U.K. fintech companies’ fears of Brexit triggering an immediate cutoff from Europe were eased somewhat by the European Union's recent proposal of a 21-month transition period beginning next year, but most operations are crafting survival strategies for worst-case scenarios.
So far, fintech companies' options range from relocating to other countries to finding ways to offset negative effects by attempting to “Brexit-proof” their businesses. The latter option can still be a substantial undertaking.
Cardstream, a provider of white-label payment software and services located 150 miles from London, is trying this.
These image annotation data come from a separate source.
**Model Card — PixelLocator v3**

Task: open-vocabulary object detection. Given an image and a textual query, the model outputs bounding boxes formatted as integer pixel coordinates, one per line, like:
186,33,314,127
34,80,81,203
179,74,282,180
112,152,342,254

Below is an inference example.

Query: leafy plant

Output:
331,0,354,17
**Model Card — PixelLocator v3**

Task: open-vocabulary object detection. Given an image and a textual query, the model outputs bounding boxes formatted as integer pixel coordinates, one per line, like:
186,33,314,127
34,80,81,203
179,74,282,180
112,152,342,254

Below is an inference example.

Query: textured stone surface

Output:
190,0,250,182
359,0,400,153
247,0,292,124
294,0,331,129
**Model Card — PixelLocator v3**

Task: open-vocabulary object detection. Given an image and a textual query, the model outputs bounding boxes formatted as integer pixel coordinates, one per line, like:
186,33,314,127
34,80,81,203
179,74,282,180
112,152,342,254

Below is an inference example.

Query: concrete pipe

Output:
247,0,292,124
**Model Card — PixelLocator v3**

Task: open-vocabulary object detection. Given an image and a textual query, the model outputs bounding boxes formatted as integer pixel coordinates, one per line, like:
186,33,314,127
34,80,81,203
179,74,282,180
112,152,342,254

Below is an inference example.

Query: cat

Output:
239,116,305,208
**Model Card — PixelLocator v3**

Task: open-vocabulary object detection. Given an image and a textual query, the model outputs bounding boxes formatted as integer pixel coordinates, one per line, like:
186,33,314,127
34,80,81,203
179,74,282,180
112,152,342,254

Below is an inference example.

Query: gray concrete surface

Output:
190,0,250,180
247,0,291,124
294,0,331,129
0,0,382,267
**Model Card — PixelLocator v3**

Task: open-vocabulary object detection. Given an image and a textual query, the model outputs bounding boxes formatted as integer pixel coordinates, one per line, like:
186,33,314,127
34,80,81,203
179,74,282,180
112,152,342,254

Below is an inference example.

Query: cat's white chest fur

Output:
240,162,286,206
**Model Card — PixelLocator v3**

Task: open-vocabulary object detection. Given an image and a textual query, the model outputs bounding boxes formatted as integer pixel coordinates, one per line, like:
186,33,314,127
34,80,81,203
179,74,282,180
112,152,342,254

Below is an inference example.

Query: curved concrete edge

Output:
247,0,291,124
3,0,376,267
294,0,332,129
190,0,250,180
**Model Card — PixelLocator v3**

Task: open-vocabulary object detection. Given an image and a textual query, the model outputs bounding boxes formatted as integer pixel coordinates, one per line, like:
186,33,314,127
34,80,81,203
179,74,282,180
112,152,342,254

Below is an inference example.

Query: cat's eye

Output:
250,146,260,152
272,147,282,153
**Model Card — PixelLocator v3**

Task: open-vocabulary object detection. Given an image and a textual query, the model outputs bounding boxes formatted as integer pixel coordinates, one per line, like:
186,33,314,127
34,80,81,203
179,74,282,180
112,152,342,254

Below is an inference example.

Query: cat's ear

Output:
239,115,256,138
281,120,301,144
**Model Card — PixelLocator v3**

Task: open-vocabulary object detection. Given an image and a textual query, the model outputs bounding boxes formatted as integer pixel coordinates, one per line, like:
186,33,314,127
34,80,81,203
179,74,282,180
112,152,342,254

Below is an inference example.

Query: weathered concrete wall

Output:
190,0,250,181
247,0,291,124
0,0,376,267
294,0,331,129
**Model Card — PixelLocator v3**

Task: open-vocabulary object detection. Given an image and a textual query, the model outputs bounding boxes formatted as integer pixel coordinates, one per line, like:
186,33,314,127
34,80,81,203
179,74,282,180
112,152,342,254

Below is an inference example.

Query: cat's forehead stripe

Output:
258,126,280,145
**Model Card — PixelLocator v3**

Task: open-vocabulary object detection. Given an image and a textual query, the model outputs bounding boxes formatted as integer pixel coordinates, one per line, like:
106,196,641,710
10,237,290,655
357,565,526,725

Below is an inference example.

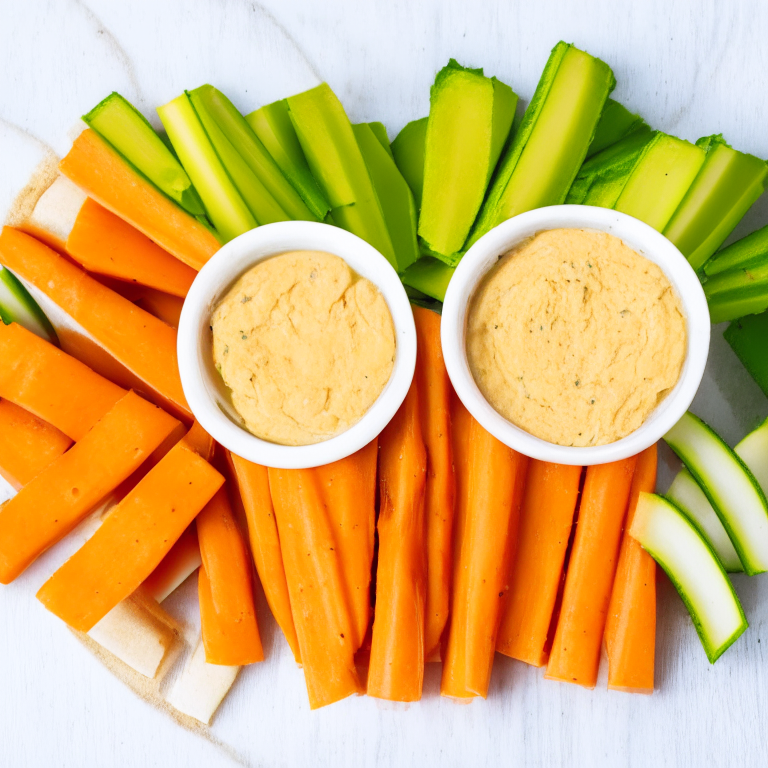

The company has restructured its payments systems so users outside the U.K. may easily access its platform in other geographies and manage data compliance and tax jurisdiction details remotely if needed, said CEO Adam Sharpe.
“The moment the referendum result was announced in June 2016, we started working on plans to ensure we’d be ready for every eventuality,” Sharpe said.
It took Cardstream less than two years to reshape its systems, so that processing for European payments, customer data and taxation now may be managed outside the EU while Cardstream remains in the U.K. town of Taunton, Sharpe said.
Other companies are developing similar strategies to work around the potential effects of a “hard” exit, which they fear could abruptly alter the current EU regulations and licenses enabling U.K. fintech companies to seamlessly serve European customers.
A potential nightmare for U.K. financial services companies would be the elimination of the traditional passporting rights U.K. companies rely on to do business across Europe, according to David Parker, CEO of U.K.-based Polymath Consulting.
More than 5,000 U.K. financial firms currently use passporting rights in the EU, and more than 8,000 European financial firms in turn rely on passporting to service U.K. customers, according to reports.
“Imagine the paperwork and effect on businesses if all of these firms need to either set up or find new partners to (continue to) work in the other markets,” Parker said.
Because government agencies are still negotiating terms on many aspects of the U.K.’s separation from the EU, experts say it’s too early to know exactly which processes may change, so many companies are making moves to protect their operations.
While the EU and U.K. governments appear to be working toward a transition period ending about two years from now—which is better than an immediate implementation—that’s still a very tight timeline, according to Parker.
“There’s no getting away from the fact that Brexit will have a major impact and absorb significant amounts of capital and management time just on sorting out aspects of regulation and being regulated, and how much it will all cost is anyone’s guess,” he said.
It's possible that some of the most extreme forecasts about London losing its place as one of the world’s leading fintech centers were overblown, some observers say.
TheCityUK’s earlier forecasts of more than 100,000 U.K. financial jobs threatened due to Brexit were downgraded to about 3,000, the Wall Street Journal reported last month. And Deutsche Bank, which had threatened to relocate 4,000 employees away from London, instead signed a new lease in the city.
“A fintech requires a number of things, including access to capital, skilled people and the right environment for innovation, and all of these things are still very much present in the U.K. To the extent the U.K. is still the bridge between the U.S. and Europe, it will likely continue to remain a fintech hub,” Parker said.
In the case of a hard Brexit, companies servicing European-regulated customers that want to continue operating from within the U.K. would likely be forced to add locations elsewhere in Europe, he said.
Cardstream is determined to remain in England, even if Brexit forces major changes, and its proximity to London is a key reason, CEO Sharpe said.
“Fintech in London has always been outward-looking, and thus has attracted the best ideas, talent and—importantly—capital from around the globe. Fintech businesses that started here generally are designed from the ground up to work well beyond European borders,” he said.
The EU and U.K. governments recently discussed a transition, or implementation period, beginning March 29, 2019 and ending Dec. 31, 2020, but details about how and when U.K. businesses must comply with any new regulations are unclear.
Sharpe remains optimistic.
“A ‘hard’ Brexit may cause a hiccup, but many U.K.-based fintech operations’ international business models will work—they just may need to make some operational changes and ensure their strategic suppliers have also taken the necessary steps," Sharpe said. "The most important thing is to plan ahead and not be caught out.”